El personaje central destaca por su túnica larga y la mano extendida hacia otra persona. El segundo personaje lleva algo similar a una gorguera de malla y un cinturón con un motivo en forma de red. El caballo está representado con brida y riendas claramente dibujadas, y en su cabeza se aprecia una protección frontal. La serpiente, aunque no aparece por completo debido a daños en la losa, es reconocible por sus escamas y las peculiares «barbas» en la piel.
Anteriormente se consideraba que esta escena ilustraba el relato bíblico de la Ramera sobre la Bestia, pero nuevas investigaciones han refutado esa interpretación. En la imagen faltan detalles clave propios de los relatos apocalípticos, como la bestia de varias cabezas o la copa con impurezas. En su lugar, los investigadores han puesto atención en los detalles del equipo militar: el cinturón, la gorguera de malla, el casco y la armadura lamelar señalan a un jinete de caballería pesada de élite, típico de las unidades alanas y sármatas de la Antigüedad tardía.

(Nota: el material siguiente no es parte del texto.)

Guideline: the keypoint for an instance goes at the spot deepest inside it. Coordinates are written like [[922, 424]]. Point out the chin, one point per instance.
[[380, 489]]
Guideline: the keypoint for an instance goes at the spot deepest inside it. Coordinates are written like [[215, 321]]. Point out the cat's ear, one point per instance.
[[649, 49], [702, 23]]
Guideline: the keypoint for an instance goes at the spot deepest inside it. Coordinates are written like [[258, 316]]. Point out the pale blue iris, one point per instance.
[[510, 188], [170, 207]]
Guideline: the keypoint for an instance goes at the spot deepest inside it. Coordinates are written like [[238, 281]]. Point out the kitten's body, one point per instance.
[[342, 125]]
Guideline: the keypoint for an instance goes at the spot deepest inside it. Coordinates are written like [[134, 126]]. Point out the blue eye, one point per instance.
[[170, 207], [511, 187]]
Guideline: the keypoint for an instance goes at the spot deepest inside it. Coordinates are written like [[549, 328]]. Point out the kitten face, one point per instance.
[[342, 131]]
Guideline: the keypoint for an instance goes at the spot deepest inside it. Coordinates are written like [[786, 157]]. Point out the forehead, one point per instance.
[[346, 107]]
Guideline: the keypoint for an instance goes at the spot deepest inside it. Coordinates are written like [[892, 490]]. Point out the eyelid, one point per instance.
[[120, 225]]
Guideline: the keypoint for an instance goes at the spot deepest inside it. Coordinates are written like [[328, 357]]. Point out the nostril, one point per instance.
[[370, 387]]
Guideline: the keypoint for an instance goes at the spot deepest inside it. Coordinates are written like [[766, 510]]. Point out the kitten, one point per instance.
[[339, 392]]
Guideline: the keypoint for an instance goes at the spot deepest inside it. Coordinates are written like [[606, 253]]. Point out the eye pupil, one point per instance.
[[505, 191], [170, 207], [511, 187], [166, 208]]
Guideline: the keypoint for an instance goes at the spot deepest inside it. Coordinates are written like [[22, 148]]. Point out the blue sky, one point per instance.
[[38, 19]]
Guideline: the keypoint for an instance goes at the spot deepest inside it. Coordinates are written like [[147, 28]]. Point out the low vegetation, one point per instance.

La serpiente resulta especialmente interesante, ya que los arqueólogos tienden a considerarla una representación estilizada del draco, un estandarte de viento característico de los jinetes nómadas. Es posible que el artista que observó la escena no comprendiera del todo el propósito de este objeto, lo que llevó a una interpretación inusual. Errores similares se observan en la representación del cinturón: sus partes podían estar distorsionadas por una comprensión incompleta o una observación superficial.
Al parecer, el autor del dibujo quedó tan impresionado por lo que vio que decidió inmortalizar a este guerrero inusual para las generaciones futuras. Tras la caída del reino alano, parte de este pueblo se integró en otros grupos étnicos, pero algunas tradiciones y elementos de su armamento continuaron existiendo durante mucho tiempo. El nuevo hallazgo no solo confirma la presencia de los alanos en el centro de la península ibérica, sino que también permite reconsiderar su papel en la historia de la región.